Rückblick

Schweren Herzens wird das Licht ausgemacht

Im Gespräch muss sich Axel Knote hin und wieder eine Träne aus den Augenwinkeln wischen. Er hat viel erlebt, viel gearbeitet und viel erreicht in den letzten 34 Jahren. Nun wickelt er schweren Herzens sein Unternehmen ab. 1991 war er in die Firma seines Schwagers Dieter Paulus eingestiegen, der sich 1990 mit einer Werkstatt für Werbung und Gestaltung selbstständig gemacht hatte. Gemeinsam entwickelten sie die Firma Paulus&Partner GmbH, eine moderne Druckerei mit Verlag in Manschnow im Oderbruch. In guten Zeiten zählte das Unternehmen zwölf Mitarbeiter.
Aber das Ende kam nicht abrupt. Schon vor Corona haben sich die Online-Druckereien zu einer starken, meist günstigeren Konkurrenz entwickelt, immer mehr Werbeagenturen, die der Manschnower Firma fehlten. „Als ein Hersteller von Druckmaschinen merkte, dass sich Maschinen immer schlechter verkaufen lassen, druckten sie selber und starteten das Online-Geschäft mit dem Sammelbogen. Mit drei Klicks am Computer kriegst du inzwischen alles, Visitenkarten, Briefköpfe, Umschläge, Kalender, Broschüren“, sagt Axel Knote verbittert.
Die Preise für Druckerzeugnisse begannen einzubrechen und die Auflagen gehen stark zurück. Erschwerend kamen dann die „explodierenden Preise“ für Strom, Gas und Papier hinzu. Axel Knote gibt ein Beispiel: „Früher zahlten wir 7000 bis 9000 Euro pro Jahr für Gas, jetzt das Dreifache.“ Der Druck auf das Betriebskonto sei immer größer geworden. „Deshalb ziehen wir jetzt die Reißleine, wir hatten lange Schulden, haben viel für Banken gearbeitet und wollen kein Geld verbrennen. Wir werden offiziell zum Jahresende unsere Firma schließen.“
Mit WIR meint er seinen Neffen Steffen Paulus, den Sohn des Firmengründers, der nach dem Ausscheiden seines Vaters in die Rente 51 Prozent der Geschäftsanteile übernommen hat und wie Axel Knote Inhaber und Geschäftsführer ist. „Ich hätte gern den Familienbetrieb weitergeführt, aber unter diesen Bedingungen ist es nicht möglich. Man kann die Entwicklung nicht aufhalten“, sagt der 41-jährige Junior, der schon seit 2007 im Unternehmen mitarbeitet und für die Nachfolge vorgesehen war. Auch er sieht, dass deutschlandweit Druckereien Konkurs anmelden und der Bedarf auch bei großen Kunden sinkt.
Ich hätte gern den Familienbetrieb weitergeführt, aber unter diesen Bedingungen ist dies nicht möglich. Man kann die Entwicklung nicht aufhalten.

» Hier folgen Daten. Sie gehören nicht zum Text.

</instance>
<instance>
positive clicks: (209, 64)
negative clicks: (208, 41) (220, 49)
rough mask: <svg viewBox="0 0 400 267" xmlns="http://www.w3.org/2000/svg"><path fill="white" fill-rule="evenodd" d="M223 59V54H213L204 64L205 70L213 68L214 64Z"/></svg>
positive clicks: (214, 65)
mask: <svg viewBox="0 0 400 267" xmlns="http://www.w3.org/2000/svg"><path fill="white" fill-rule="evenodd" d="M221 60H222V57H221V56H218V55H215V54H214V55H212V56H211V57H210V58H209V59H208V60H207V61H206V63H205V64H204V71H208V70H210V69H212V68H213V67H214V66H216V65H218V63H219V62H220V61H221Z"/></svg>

Steffen Paulus, Geschäftsführer der Paulus&Partner GmbH

Kunden werden nicht fallen gelassen
Das heißt aber nicht, dass für Kunden von Paulus&Partner im Januar das Licht ausgeht. Treue Kunden und solche, mit denen es Rahmenverträge gebe, würden in Zukunft durch Partnerdruckereien bedient. „Unsere Kunden lassen wir nicht fallen“, so Knote. Ein großer Maschinenpark mit Offset-Maschinen, Schneidemaschinen, Plottern, Stanzen, Belichtern, Digitalmaschinen, Büro-Computern und anderem mehr stand in dem großen, modernen Firmengebäude in der Friedhofstraße zur Verfügung. Peu á peu sollen sie verkauft werden.
Axel Knote hofft, dass etwas mehr als ein „Appel und ein Ei“ herauskommen, denn mit einer ausreichenden Rente kann er trotz privater Vorsorge nicht rechnen. „Ich krieg mal 1000 Euro aus der privaten und knapp 300 Euro aus fast zwölf LPG-Jahren Und dafür habe ich mein ganzes Leben gearbeitet, besonders als meine beiden Töchter noch klein waren und ich in den Anfangsjahren kaum Zeit für sie hatte“, stellt er sarkastisch fest.
Bis zur Wende war Axel Knote Brigadier in der LPG Gorgast, zuletzt hat er Lehrlinge ausgebildet. Als im Frühjahr 1991 alles in Auflösung begriffen war, musste er eine neue berufliche Perspektive finden. Es bot sich an, bei seinem Schwager Dieter Paulus einzusteigen, der sich als ehemaliger Werbeleiter beim Konsum im Bereich Werbung und Gestaltung in Zechin selbständig gemacht hatte. „Am Anfang hatten wir Arbeit ohne Ende. Viele kleine Firmen hatten sich selbstständig gemacht, brauchten Werbeaufschriften für ihre Fahrzeuge.“
Folien wurden aus West-Berlin besorgt und mit der Schere ausgeschnitten“, erinnert sich Axel Knote an die schwierigen Anfänge. „Wir haben gearbeitet bis zum Umfallen. Und wir mussten ständig dazu lernen, uns am Markt orientieren.“ Da kam die Verwandtschaft aus dem Westen zur Hilfe, in dessen Nachbarschaft sich eine Siebdruckerei befand. „Wir durften sie besichtigen, konnten uns ansehen wie sie arbeiten, welche Maschinen wir brauchen.“
Das erste Joint-Venture entstand: Sie schickten Plakate und Fotos per Spedition in den Osten, die Paulus&Partner zusammenfügten. „Auch für den Gewürzhersteller Ostmann haben wir gearbeitet und Anhänger mit ihren Gewürztüten verklebt, die in der Grillzeit an Bierflaschen hingen.“ Zu den großen Kunden gehörten die Hammer Heimtexmärkte, die IGEFA, Audi, die Schlau Handwerkermärkte und die GSK Stockmann, eine große Kanzlei mit Staranwälten in Deutschland, Luxemburg und London.
Stets passgenaue Lösungen geboten
Ihm und seinem Schwager hat es Spaß gemacht, für Kunden auch ungewöhnliche Wünsche zu erfüllen und passgerechte Lösungen zu finden. Ein Beispiel ist ein Buch zum 80-jährigen Jubiläum der Firma Henry Kruse aus Schleswig-Holstein, die mit Reinigungs- und Hygieneartikeln ihr Geld verdient. Durch das ganze Buch und Deckel ist ein Loch gestanzt worden, in dem eine kleine runde Seife klebt. Made in Manschnow.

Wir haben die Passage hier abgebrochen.